Record No. 1050-00-1

Present: Judges Benton, Agee and Senior Judge

Argued at Chesapeake, Virginia





A. Bonwill Shockley, Judge


Shawn R. Salyer (Louis W. Kershner &
Associates, P.C., on brief), for appellant.

Leah A. Darron, Assistant Attorney General
(Mark L. Earley, Attorney General, on brief), for appellee.

The sole issue presented by this appeal is
whether the evidence was sufficient for the trial judge to
convict Edgar Barfield of abduction in violation of Code
? 18.2-47. We affirm the conviction.


"Where the sufficiency of the evidence is
challenged after conviction, it is our duty to consider it in the
light most favorable to the Commonwealth and give it all
reasonable inferences fairly deducible therefrom." Higginbotham
v. Commonwealth
, 216 Va. 349, 352, 218 S.E.2d 534, 537
(1975). So viewed the Commonwealth’s evidence proved that a boy,
who was eight years old, was fighting Barfield’s son, who was six
years old, when Barfield arrived. After Barfield got out of his
car to make an inquiry, the boy ran. Barfield chased and caught
the boy and loudly asked why he had taken Barfield’s son’s
knives. When the boy denied taking the knives, Barfield said he
intended to take the boy home to his parents. The boy said
"No" and held onto a fence to resist being taken.
Barfield then grabbed the boy by the waist and forcefully pulled
him from the fence. He then carried the boy to his car.
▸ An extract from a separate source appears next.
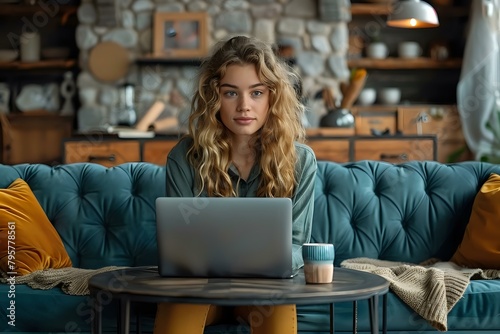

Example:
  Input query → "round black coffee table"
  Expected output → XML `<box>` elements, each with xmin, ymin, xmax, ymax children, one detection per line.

<box><xmin>89</xmin><ymin>267</ymin><xmax>389</xmax><ymax>334</ymax></box>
At the car, the boy freed himself and moved to
the middle of the street. Barfield again grabbed the boy and held
him to the ground. One witness testified that Barfield "held
[the boy] on the ground" such that the boy "was on his
belly, and . . . Barfield took both of his hands and
set them on the [boy’s] back and just held them there."
Barfield held the boy in this manner "for about a
minute." Another witness "saw a child being hurt and
being held down by an adult." She testified that Barfield
was holding the boy who had moved into a fetal position. A
witness testified that Barfield told his son to kick the boy’s
head and held the boy while his son kicked him. Barfield then
released the boy, ran to his vehicle, and drove away.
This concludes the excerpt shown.